Economic Collapse Indicator - FED shows Interbank Lending Tanks!

in #economy7 years ago (edited)

When it comes to the economy, and the news that we are fed by the mainstream media, we always hear the news a little bit too late to be of any benefit to us.

In 2008, the Fed chief was still publicly optimistic about the economy a day before the meltdown of AIG, Lehman etc. And this was while they were telling Congress that not bailing out the banks would be the end of America and likely martial law.

It is not a matter of timing, and getting the news feed to the networks too late. It is a case of outright lying, the background reality of the severity of the sub-prime loan was deliberately withheld from the public.

So, we, the public, must look behind the curtain at inside indicators rather than the rosy news reports and Dow Jones average numbers.

One such indicator, that you will never see on primetime TV or in the newspaper headlines, is the Interbank lending rate. In a nutchell, this is the activity of banks lending to each other, to put their short term and overnight funds to work earning interest. It is also, a great indicator of the confidence that banks have in each other. This chart and data comes directly from the St. Louis Federal Reserve bank. These are their numbers, not mine.

Just prior to the meltdown in 2008, the Interbank lending rate was hovering around $500 billion (the high in September was $491b) As you can see, this lending activity stalled out by Christmas to $313b, down 36%. This lack of internal bank confidence foreshadowed the crisis to come, that we would publicly learn about after the fact.

fredgraph.png

You can see the plunge in the last quarter of 2008 of the graph.

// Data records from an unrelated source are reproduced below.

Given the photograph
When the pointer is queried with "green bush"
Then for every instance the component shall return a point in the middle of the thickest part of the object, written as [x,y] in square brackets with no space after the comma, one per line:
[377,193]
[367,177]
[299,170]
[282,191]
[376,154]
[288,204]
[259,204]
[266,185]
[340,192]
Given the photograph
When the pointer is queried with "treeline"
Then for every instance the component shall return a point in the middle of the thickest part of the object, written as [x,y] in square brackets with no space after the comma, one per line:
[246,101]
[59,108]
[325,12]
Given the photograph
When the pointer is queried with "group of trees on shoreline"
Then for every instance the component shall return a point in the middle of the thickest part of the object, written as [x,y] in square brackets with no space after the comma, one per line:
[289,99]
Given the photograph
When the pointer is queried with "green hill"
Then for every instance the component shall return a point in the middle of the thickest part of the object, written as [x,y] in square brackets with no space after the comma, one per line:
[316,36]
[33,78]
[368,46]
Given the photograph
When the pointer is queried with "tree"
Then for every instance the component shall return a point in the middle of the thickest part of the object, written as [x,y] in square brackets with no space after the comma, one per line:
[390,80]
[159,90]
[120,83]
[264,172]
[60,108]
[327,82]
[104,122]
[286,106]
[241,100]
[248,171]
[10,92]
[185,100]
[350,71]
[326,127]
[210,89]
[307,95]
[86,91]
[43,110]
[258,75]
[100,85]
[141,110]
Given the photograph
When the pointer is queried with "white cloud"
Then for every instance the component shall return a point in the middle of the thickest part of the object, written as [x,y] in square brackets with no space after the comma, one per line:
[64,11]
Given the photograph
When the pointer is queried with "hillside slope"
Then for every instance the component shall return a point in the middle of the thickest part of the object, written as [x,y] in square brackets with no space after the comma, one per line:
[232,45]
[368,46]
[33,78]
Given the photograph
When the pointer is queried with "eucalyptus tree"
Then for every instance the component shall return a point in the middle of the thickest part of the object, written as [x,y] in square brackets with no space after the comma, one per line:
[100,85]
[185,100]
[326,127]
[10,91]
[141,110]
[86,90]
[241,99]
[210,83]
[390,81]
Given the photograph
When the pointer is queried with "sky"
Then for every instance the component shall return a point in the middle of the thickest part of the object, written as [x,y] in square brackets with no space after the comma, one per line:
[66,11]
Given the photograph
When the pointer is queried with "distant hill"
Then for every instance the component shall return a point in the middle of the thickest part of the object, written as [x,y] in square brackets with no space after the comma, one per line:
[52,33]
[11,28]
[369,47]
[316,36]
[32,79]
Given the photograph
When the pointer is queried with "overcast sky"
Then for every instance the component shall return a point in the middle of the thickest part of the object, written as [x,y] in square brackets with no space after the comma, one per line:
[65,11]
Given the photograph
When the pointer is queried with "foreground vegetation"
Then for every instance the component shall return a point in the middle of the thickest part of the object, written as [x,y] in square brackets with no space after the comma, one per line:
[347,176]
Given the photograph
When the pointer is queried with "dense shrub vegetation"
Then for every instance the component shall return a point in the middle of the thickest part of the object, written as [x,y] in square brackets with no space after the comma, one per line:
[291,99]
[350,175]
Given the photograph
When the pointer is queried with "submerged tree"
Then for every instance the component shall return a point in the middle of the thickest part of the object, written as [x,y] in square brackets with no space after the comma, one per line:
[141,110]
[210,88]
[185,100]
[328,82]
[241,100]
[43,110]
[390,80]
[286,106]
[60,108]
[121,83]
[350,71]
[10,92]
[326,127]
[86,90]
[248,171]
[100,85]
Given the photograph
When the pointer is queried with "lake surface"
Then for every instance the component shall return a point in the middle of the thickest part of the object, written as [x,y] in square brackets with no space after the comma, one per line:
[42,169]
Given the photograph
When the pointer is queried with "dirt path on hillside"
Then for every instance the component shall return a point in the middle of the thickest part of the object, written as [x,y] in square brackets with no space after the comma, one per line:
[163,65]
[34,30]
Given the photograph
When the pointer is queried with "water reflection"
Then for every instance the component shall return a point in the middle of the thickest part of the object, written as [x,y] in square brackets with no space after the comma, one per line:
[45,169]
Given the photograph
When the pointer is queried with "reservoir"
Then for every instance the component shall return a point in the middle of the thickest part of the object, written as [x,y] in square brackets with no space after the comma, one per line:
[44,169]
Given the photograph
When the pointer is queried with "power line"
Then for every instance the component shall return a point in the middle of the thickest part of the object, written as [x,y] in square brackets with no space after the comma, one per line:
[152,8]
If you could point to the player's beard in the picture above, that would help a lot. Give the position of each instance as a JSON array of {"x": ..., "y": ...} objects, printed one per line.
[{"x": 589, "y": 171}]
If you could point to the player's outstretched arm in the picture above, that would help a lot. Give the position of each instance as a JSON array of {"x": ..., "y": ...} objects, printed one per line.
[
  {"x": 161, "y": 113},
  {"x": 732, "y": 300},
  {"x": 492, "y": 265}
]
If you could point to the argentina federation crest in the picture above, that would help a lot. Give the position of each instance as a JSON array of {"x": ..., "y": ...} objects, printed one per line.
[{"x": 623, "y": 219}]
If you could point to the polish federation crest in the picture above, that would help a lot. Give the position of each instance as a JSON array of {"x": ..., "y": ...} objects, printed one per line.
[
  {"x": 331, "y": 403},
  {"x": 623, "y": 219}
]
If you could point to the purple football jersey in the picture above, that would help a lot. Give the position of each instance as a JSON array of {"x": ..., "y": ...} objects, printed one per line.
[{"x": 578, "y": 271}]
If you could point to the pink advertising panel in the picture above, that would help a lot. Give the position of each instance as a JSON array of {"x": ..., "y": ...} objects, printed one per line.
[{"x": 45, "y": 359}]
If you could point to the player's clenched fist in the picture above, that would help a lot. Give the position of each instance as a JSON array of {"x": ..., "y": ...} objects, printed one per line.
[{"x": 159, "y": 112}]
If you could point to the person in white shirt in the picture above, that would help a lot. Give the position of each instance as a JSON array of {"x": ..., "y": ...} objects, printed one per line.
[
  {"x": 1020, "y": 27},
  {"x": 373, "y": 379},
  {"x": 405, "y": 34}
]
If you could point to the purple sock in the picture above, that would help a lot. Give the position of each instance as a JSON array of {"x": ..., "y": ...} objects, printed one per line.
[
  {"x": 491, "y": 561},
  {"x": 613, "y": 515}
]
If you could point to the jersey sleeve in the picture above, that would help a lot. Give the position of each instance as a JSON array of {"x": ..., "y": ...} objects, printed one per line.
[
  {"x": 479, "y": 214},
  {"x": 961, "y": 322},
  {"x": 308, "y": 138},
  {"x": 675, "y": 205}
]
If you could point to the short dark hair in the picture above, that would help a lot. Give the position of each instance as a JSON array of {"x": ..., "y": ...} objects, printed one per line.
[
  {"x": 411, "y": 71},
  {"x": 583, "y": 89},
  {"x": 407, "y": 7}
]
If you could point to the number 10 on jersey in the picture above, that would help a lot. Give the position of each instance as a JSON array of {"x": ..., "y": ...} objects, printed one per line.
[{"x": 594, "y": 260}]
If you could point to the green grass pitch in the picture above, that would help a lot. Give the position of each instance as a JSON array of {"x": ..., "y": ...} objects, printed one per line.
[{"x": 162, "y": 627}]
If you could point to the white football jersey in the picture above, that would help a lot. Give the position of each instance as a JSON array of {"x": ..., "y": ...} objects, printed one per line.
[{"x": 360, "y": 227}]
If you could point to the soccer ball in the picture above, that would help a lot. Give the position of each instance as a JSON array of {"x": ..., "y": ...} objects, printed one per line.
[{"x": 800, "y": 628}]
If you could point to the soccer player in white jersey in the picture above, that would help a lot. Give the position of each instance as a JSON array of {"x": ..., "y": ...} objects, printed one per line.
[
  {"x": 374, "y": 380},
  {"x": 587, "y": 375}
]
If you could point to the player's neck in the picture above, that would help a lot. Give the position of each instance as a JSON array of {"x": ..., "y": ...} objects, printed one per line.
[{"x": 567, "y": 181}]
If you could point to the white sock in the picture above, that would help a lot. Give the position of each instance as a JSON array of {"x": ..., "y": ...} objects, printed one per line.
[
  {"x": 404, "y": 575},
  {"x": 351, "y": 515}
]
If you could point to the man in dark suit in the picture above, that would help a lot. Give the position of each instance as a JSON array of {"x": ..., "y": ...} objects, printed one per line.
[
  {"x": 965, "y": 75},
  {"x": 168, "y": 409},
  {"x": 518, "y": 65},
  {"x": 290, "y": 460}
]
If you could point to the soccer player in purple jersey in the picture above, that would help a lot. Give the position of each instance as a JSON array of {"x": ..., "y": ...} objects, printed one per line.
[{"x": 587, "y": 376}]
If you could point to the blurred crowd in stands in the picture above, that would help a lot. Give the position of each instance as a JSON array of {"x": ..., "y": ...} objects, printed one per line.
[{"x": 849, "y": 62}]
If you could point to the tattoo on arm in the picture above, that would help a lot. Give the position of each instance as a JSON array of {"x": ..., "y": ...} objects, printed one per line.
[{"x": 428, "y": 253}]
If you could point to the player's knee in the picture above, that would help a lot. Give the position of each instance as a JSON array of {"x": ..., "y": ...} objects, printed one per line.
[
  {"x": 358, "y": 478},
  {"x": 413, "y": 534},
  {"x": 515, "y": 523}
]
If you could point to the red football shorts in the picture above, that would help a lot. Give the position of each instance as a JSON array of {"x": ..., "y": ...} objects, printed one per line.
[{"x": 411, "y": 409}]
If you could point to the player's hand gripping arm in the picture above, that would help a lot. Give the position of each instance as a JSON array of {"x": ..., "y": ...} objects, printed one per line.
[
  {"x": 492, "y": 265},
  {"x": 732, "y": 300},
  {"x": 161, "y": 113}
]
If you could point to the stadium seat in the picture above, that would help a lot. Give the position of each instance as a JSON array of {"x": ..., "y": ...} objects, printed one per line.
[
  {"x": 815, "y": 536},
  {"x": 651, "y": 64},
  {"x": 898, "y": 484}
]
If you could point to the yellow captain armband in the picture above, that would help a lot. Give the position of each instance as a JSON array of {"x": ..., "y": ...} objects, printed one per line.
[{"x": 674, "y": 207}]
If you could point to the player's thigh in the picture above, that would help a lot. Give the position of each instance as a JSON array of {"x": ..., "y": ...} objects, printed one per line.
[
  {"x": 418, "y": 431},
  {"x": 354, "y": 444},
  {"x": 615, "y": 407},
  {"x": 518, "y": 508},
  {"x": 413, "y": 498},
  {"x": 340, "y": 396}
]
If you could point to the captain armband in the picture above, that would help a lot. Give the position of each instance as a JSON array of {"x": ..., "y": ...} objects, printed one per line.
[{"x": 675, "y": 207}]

For some reason that I won't speculate on, the data is delayed, such that the most recent data is from early January 2018. However, there is an alarming steep drop that shows a lack of confidence again, by banks, in the stability of their own industry. On the graph below, also from the Fed, we see that Interbank lending was stable until around Christmas 2017, at a level of about $60 billion. By January, 2018, this rate had dropped a whopping 78% to a level of only $13 billion.

fredgraph(1).png

This lack of confidence from behind the curtain, within the banking industry, looks similar but more severe than that in 2008. Of course, the media only tells us fragrant rosy positive news about the economy, until it changes, surprising everyone (except maybe the insiders who saw it coming)

I'd suggest that this Fed data is telling us that the economy, and certainly the stock/equities markets, are not in a healthy happy place.